ASRock Issues BIOS Updates For Crazy Long Boot Times On Ryzen 7000 PCs But Is It Enough?
When AMD's Socket AM4 platform for its brand-new Zen processors debuted, it came along with a number of growing pains. Most pressing were those related to the memory controller
, but there were problems with USB connectivity and some early reliability issues
, too. It's natural to expect there'd be similar teething troubles with Socket AM5. An alarming rumor seemed to indicate as much, but apparently ASRock's already got it all worked out.
The original leak came from a reliable source, regular leakster HXL (@9550pro on Twitter). According to HXL, ASRock's X670E motherboards could take an incredibly long time to start up on a fresh boot: as long as 400 seconds, or nearly seven minutes.
HXL provided a picture to prove the veracity of his claim. It appears to show an ASRock X670E Steel Legend motherboard with a Memory Installation Guide sticker applied over the memory slots. This is clever, but the concerning part is the chart down toward the bottom of the sticker that remarks, "The first boot may take some time."
As you can see, it clearly states that the first boot will usually take upwards of 100 seconds, with the time increasing based on memory capacity—all the way up to 400 seconds. HXL himself posed the question on everyone's minds: is this a Zen 4 limitation, or is this an ASRock issue?
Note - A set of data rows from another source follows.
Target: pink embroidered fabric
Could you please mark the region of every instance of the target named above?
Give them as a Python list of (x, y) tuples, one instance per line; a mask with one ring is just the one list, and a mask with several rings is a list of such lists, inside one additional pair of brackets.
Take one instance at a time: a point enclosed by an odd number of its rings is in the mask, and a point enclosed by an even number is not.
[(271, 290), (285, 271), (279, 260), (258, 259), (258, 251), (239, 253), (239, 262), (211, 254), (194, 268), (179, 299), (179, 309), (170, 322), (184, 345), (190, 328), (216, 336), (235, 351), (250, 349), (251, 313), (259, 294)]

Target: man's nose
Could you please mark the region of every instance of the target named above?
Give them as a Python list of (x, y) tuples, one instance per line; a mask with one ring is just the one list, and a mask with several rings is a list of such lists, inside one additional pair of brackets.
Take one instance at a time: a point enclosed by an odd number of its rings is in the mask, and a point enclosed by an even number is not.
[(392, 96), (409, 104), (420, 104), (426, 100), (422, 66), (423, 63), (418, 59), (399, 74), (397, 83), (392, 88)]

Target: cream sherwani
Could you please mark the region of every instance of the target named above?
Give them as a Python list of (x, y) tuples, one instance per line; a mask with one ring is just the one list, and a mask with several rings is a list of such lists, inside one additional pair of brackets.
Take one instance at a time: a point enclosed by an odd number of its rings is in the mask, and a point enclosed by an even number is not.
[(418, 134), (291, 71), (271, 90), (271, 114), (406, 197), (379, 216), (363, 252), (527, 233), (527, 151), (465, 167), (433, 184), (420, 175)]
Well, surprisingly, ASRock decided to clear the air and come clean: it's an ASRock issue. At least, that's the reasonable assumption after the company announced in a very brief press release yesterday that it would release BIOS updates "decreasing AM5 booting time" after the launch of its new motherboards. How much of a decrease? ASRock didn't say, but we'd expect it to be significant if they're crowing about it before the boards are even out.
Curiously, it looks like the boards will in fact ship with the slow-booting BIOS, which means first-time setup with ASRock's AM5 motherboards might still take a while. Then again, as ASRock points out, all of the affected boards support the popular BIOS Flashback feature, meaning that you don't even have to install a CPU or RAM to flash the firmware.
If you want to skip the "will it or won't it boot" experience, unpack your board, hook up the power supply, grab the BIOS update from ASRock's site, and flash it before you ever attempt to start it up. Otherwise, it looks like folks will have to fiddle their fingers waiting for the board to do whatever it's doing on first boot.